Durante su discurso en la instalación de la tercera legislatura, Petro no escatimó en palabras para expresar su arrepentimiento y asumir responsabilidad por los hechos que aún están siendo investigados.
“Quiero pedirles perdón por lo sucedido en la UNGRD. Son lecciones que debemos aprender de estos hechos que aún están en proceso de investigación,” afirmó Petro ante una audiencia compuesta por legisladores y miembros de la sociedad civil.
El presidente no dudó en señalar que el caso del funcionario Olmedo, involucrado en el escándalo, no debía considerarse una mera cuota política, subrayando que Olmedo ha estado vinculado con la izquierda durante décadas. Petro también hizo hincapié en que la corrupción en Colombia trasciende ideologías y afecta a todos los niveles de la sociedad: “La corrupción en Colombia es una cultura, atraviesa a todo, a los más ricos y a los más pobres, está entre los que tienen responsabilidades y los que no las tienen,” destacó.

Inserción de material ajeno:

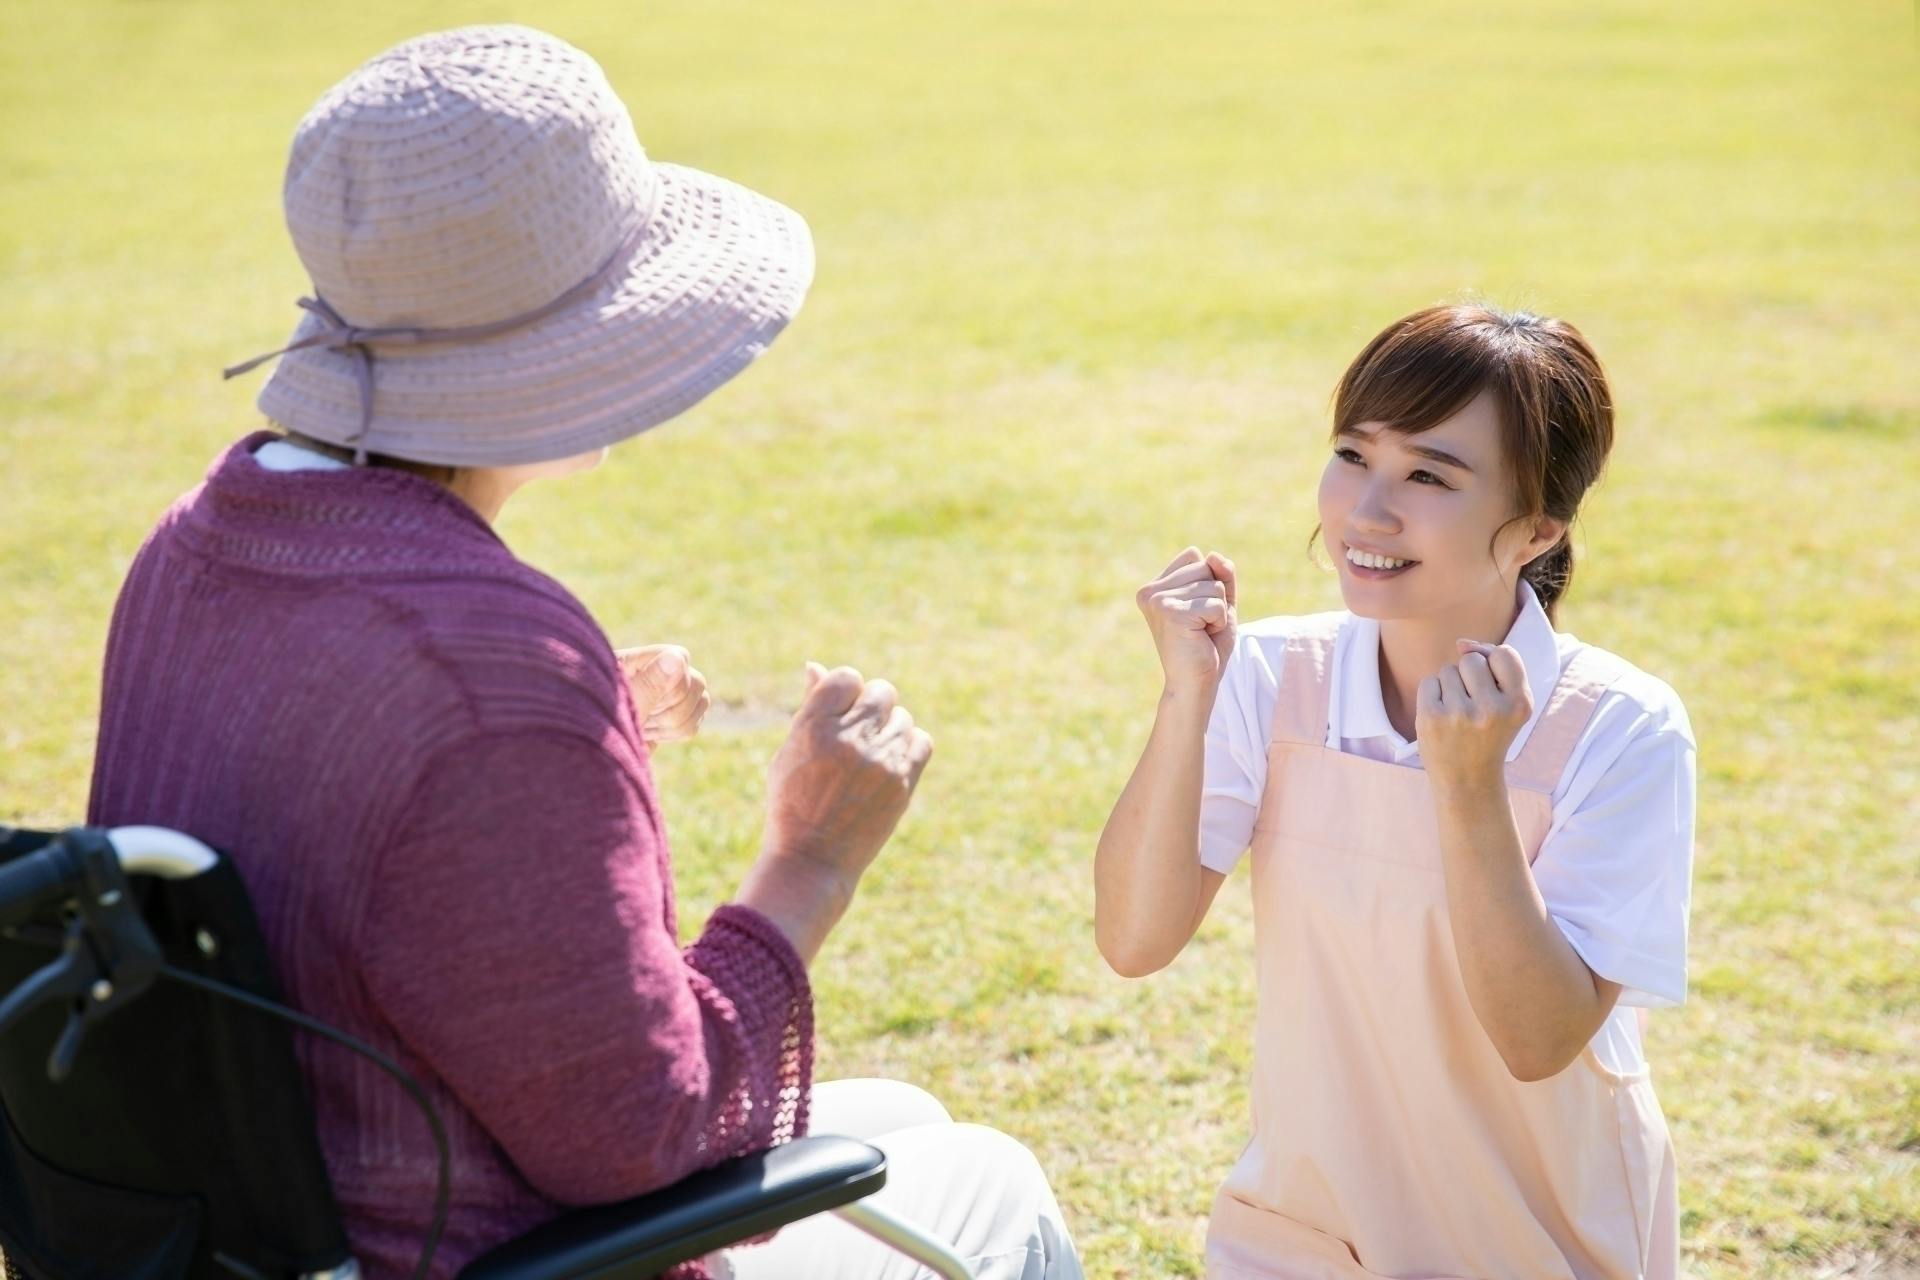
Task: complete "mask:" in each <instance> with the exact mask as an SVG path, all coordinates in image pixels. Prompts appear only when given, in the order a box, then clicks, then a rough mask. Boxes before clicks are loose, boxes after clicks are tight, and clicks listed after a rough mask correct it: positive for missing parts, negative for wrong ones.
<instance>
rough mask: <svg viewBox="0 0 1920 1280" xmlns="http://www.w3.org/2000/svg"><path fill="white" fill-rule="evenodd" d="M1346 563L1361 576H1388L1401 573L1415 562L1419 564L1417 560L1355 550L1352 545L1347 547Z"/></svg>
mask: <svg viewBox="0 0 1920 1280" xmlns="http://www.w3.org/2000/svg"><path fill="white" fill-rule="evenodd" d="M1346 564H1348V568H1352V570H1354V572H1356V574H1359V576H1361V578H1390V576H1394V574H1402V572H1405V570H1409V568H1413V566H1415V564H1419V560H1400V558H1394V557H1382V555H1375V553H1371V551H1356V549H1354V547H1348V549H1346Z"/></svg>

El mandatario colombiano utilizó esta ocasión para hacer un llamado a la reflexión sobre la magnitud del problema de la corrupción en el país. Insistió en que es imperativo abordar este desafío de manera integral y decisiva para restaurar la confianza pública y fortalecer las instituciones.
En medio de este discurso, también surgieron otros temas de interés. El tradicional desfile del 20 de julio, que celebra la independencia de Colombia, se vio retrasado, lo que generó especulaciones sobre la influencia del presidente en el evento. Además, Petro lanzó una advertencia a sus ministros, sugiriendo que aquellos que no puedan cumplir con sus responsabilidades deberían considerar dar un paso al costado.